When extraction fails, the row is marked error with the reason and the email is skipped on subsequent syncs. The CLI's lighthouse status command reports the count. To investigate:
LIGHTHOUSE_DEBUG=1 npm run sync -- --no-fetchThis will run the pipeline against already-stored emails and log the LLM's input/output for every classification and extraction.
Common failure modes and what we do about them:
| Failure | What's happening | What we do |
|---|---|---|
| Tool call malformed | LLM returned text instead of using the tool | Retry up to 3× with backoff |
| Schema validation fails | Output is JSON but doesn't match Zod | Mark error with field details; logged for prompt improvement |
| Currency unknown | Non-USD/EUR/GBP without obvious signal | LLM emits UNK; dashboard formats with code only |
| Merchant unknown | Not in rules, LLM normalize fails | Insert raw name as canonical; alias is cached for next time |
| Multilingual receipts | Especially CJK | Frontier cloud LLMs handle this well; smaller local models vary |
Rough numbers from a Mac M2 with a 24-month, 24,000-email inbox:
| Step | Time |
|---|---|
npm run sync (Gmail fetch) |
~3 minutes |
| Pipeline (LLM extraction) | ~90 min (cloud LLM), ~3-4 hr (local Ollama 8B) |
| Dedupe + alerts pass | <1 second |
| API cold start | ~150 ms |
| Dashboard initial render | ~80 ms |
The pipeline is the long pole. It's network-bound; concurrency 5 is a polite default for most LLM provider rate limits. Bumping concurrency rarely speeds it up.
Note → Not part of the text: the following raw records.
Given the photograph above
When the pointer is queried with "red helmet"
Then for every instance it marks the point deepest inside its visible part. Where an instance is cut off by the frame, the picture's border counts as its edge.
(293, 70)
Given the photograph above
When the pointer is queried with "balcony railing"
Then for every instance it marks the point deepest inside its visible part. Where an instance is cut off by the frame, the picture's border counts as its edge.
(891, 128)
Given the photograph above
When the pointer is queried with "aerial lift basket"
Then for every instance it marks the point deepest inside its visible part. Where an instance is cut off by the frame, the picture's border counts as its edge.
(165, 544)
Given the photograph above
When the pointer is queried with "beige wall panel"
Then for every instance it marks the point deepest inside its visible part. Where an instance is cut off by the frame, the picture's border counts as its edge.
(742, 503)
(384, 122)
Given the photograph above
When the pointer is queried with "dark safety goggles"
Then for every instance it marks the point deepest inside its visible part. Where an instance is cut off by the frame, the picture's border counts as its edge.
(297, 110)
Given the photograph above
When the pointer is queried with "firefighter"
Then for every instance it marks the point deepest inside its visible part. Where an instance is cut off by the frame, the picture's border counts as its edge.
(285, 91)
- No background daemon. Lighthouse runs only when you invoke the CLI. If you want to schedule sync, use cron or
launchd. - No telemetry. We don't track anything.
- No upstream sync of any kind. No GitHub Gist export, no Dropbox backup, no "share with my partner" mode. The data is yours; if you want a backup, copy
~/.lighthouse/lighthouse.db. - No bank or card linking. The whole point is that the inbox already has merchant-level granularity. Adding bank linking adds risk without adding much signal.